個人的には少年犯罪なんていうのも、区別する必要なんて本当にあるのだろうかと考えてしまう。
少年だったからゆえに、数年で社会復帰して他の犯罪を犯す人間が多いと感じる。
ならばもっともっと、厳罰化してもいいのではないか。
どうもこの国は犯罪被害者よりも加害者の人権の方が守られている気がしてならない。

旭川のいじめ自殺事件だって被害者は顔も名前もばんばん知られているのに、加害者は顔はおろか名前すら知らない。
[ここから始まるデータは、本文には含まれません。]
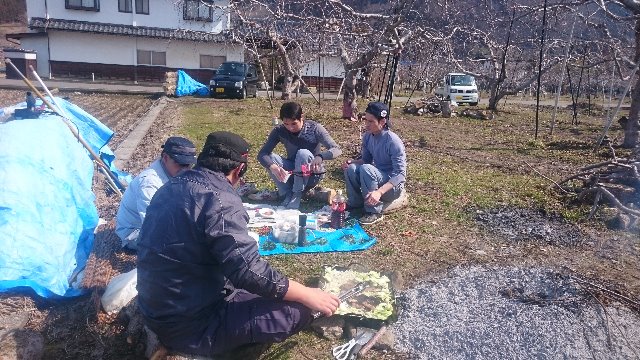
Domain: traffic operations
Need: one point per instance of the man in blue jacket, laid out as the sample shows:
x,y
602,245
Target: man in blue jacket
x,y
202,286
379,175
303,140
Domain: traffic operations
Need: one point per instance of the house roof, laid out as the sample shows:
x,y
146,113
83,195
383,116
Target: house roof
x,y
118,29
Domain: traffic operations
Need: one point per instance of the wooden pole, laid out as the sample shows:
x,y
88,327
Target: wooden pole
x,y
544,25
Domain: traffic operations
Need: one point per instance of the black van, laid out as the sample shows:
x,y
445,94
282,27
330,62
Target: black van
x,y
234,79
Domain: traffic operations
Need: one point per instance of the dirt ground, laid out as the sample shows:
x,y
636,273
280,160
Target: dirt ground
x,y
76,329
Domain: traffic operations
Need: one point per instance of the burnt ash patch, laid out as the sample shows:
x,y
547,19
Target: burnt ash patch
x,y
524,225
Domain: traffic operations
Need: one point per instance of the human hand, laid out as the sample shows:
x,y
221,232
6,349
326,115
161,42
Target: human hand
x,y
373,198
279,172
316,164
346,164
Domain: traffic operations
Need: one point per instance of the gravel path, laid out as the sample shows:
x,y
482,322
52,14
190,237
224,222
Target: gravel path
x,y
512,313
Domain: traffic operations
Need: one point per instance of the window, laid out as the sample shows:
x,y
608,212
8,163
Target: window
x,y
124,5
92,5
142,7
147,57
199,10
211,62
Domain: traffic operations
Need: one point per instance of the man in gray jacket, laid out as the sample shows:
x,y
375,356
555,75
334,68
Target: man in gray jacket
x,y
202,286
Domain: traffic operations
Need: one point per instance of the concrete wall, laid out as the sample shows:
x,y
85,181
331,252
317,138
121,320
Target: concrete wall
x,y
121,50
162,13
39,44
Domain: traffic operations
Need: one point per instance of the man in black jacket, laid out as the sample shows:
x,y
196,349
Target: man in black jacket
x,y
202,286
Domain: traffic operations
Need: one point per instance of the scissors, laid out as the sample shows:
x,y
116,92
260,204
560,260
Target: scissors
x,y
347,351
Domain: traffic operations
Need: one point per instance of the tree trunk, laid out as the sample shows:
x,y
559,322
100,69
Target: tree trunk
x,y
632,130
493,97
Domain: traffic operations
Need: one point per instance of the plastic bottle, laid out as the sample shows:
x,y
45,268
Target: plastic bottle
x,y
338,208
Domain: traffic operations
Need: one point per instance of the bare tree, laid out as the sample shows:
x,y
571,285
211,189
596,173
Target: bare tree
x,y
619,22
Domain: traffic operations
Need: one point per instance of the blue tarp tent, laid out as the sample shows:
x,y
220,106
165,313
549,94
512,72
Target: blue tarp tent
x,y
187,86
47,210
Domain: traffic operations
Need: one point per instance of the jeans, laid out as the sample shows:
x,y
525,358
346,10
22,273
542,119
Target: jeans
x,y
363,179
251,319
296,182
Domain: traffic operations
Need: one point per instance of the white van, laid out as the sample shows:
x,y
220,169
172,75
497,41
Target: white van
x,y
459,87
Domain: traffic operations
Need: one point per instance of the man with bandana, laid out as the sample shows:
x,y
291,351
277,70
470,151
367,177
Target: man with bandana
x,y
202,286
178,153
378,177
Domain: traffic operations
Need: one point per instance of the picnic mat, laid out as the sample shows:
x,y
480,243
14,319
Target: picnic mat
x,y
350,238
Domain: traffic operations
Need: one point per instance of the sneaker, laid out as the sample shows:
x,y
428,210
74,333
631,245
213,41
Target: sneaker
x,y
370,218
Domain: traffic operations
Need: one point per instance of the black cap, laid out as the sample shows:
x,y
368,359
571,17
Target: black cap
x,y
238,146
378,109
181,150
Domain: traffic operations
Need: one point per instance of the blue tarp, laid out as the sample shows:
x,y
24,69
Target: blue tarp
x,y
47,210
350,238
187,86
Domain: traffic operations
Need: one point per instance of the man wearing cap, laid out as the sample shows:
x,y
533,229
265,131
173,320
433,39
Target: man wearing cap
x,y
379,175
202,286
177,154
302,140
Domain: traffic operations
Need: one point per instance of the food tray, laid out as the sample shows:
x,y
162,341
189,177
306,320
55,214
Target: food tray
x,y
376,301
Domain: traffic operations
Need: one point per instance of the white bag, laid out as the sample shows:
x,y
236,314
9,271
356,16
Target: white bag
x,y
120,291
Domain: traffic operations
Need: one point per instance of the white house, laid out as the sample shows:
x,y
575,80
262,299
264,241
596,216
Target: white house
x,y
129,39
何かこの国はおかしくないですか?

酒鬼薔薇だって、2005年に社会に復帰して、2018年までは遺族に手紙を書いていたが、それ以降は手紙をよこさなくなったそう。
赦された、とでも思っているのだろうか。
彼が執筆し、出版した本を読んだことがある。
気分的に支払った金額の幾ばくかでも、彼の懐に入るのは嫌だったのでリサイクルショップで購入した。
内容を読んでもどこか小説的な書き方で、心からの謝罪の気持ちで書いてるようには感じなかった。
こいつまだ自分に陶酔しているのではないかと思った程だ。

人間は簡単には変われない。
だから人の親になった自分に出来ることは、自分の子供がそういった人間にならないよう見守り育てていくことなんだと強く感じた。